Even with less time available for making, recent works have extended into longer-form, more narrative films such as Enclosure (2019). Set in fictionalised rural 17th Century England, the work is centred on the enclosure movement, a precursor to today’s capitalism which saw the mass privatization of land, necessitated wage labour and deepened class-divide. In the 30-minute narrative film, the protagonist is both a villainous agent of privatisation and an alchemist. In addition to a book about the making process of Enclosure, the artist is currently developing a sci-fi feature film.

Motherhood has further elevated the frequency at which Rose operates day-to-day: “I never expected that it would open up this kind of sensual feedback loop within daily life,” she tells me. When we speak, she is working on a suite of paintings that draw from the Madonna and Child paintings of Flemish Renaissance painter Joachim Patinir (c. 1480 – 5 October 1524). “I have been thinking about the borderless, psychedelic and emotionally complex landscape between me and my two children.” Forthcoming works reflect on “the ambivalence and depression and ecstasy that happens” as one body becomes two.

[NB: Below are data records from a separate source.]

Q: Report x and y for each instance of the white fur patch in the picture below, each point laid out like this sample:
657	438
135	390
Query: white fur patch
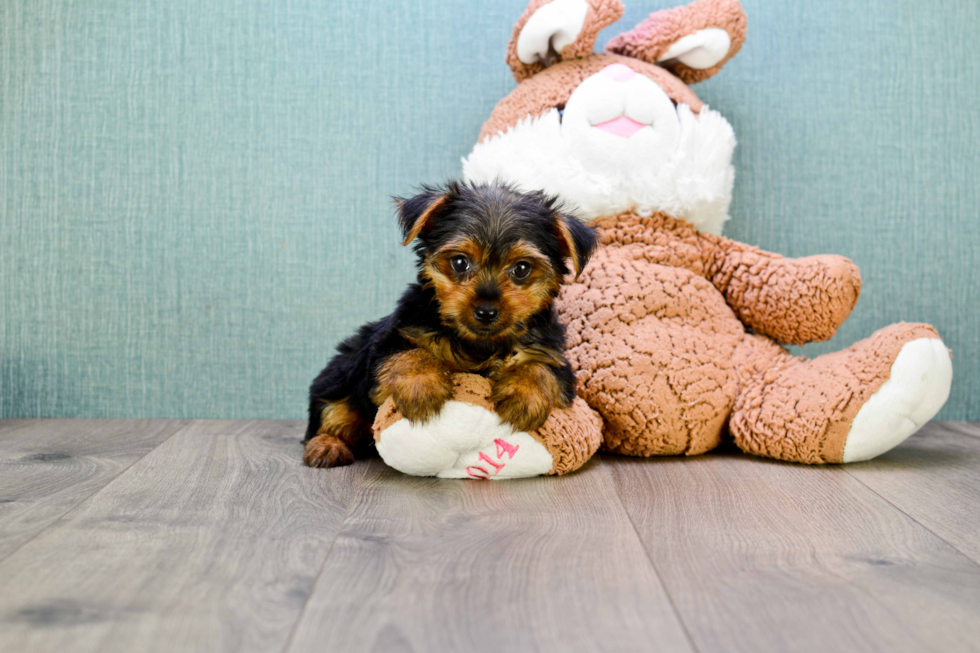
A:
463	441
917	387
694	182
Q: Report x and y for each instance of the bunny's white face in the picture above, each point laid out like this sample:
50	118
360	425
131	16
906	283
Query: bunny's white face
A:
619	144
617	133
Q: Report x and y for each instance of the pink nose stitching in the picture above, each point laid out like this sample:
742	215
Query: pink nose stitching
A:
619	72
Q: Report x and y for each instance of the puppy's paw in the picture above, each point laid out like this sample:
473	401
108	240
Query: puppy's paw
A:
525	398
418	383
327	451
420	398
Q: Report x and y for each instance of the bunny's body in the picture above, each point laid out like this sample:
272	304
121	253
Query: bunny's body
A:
676	332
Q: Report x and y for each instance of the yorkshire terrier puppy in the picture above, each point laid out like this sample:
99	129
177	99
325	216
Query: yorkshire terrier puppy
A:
491	261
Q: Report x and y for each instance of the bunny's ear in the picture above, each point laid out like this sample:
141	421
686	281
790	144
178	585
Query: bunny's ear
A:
552	30
693	42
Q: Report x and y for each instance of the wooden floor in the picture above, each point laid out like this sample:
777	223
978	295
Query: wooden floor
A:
211	536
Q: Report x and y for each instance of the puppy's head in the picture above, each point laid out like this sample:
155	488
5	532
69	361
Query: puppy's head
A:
494	256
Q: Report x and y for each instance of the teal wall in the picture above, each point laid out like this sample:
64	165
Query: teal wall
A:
194	195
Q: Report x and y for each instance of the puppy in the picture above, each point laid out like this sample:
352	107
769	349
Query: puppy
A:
491	261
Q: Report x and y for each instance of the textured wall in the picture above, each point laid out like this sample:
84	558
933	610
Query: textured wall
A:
193	195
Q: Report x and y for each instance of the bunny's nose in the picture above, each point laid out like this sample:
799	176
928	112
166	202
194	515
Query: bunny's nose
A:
619	72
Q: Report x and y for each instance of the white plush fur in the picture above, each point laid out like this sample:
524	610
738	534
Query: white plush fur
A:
553	26
450	446
695	183
917	387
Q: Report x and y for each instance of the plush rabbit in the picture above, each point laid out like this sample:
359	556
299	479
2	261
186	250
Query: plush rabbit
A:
674	331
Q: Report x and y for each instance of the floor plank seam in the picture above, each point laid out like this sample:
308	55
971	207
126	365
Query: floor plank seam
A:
61	517
323	565
670	599
916	521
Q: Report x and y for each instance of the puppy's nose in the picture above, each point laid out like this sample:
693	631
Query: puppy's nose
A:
486	313
619	72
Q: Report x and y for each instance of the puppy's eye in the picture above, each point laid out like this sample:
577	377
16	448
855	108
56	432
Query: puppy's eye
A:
521	270
460	264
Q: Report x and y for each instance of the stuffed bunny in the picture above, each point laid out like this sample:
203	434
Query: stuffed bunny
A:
674	331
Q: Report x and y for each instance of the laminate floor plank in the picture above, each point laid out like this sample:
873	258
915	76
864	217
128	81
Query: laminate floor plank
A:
211	543
47	467
934	477
544	564
762	556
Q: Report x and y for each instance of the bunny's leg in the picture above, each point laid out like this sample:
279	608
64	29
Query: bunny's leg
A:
847	406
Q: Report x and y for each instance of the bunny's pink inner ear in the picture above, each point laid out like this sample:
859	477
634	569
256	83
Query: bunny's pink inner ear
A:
693	41
550	31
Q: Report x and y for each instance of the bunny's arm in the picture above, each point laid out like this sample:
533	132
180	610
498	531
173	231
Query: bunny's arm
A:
794	301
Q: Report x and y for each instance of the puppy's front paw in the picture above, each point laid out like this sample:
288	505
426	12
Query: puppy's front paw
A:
418	383
327	451
525	398
420	398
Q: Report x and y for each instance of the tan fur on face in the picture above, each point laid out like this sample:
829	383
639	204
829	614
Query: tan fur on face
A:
519	300
418	382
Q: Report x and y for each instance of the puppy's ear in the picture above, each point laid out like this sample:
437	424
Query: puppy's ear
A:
576	239
417	214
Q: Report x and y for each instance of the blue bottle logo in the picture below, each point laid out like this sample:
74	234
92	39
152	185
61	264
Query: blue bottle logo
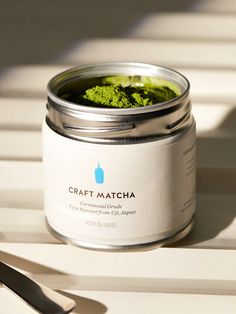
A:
99	175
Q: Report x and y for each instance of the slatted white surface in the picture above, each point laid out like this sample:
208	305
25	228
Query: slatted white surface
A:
196	275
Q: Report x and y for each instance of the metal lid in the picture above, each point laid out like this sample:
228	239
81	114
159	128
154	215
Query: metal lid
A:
117	124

In conversation and in art, Rose toggles between history, everyday moments, existential questions and the state of the world. She draws parallels between her making process and her new preoccupation with cooking, describing how the addition of a single “surreal” spice can transform the chemistry of basic ingredients. Acutely attuned to the sensitivities of her audience, “Rachel is about mixed realities,” Obrist says. “She thinks AI, she thinks augmented reality, she thinks VR; she’s analog, she’s digital.” A digital alchemist, Rose melts together disparate ideas, imagery and sound to create filmic tapestries that are sensual, disturbing and poetic in equal measure.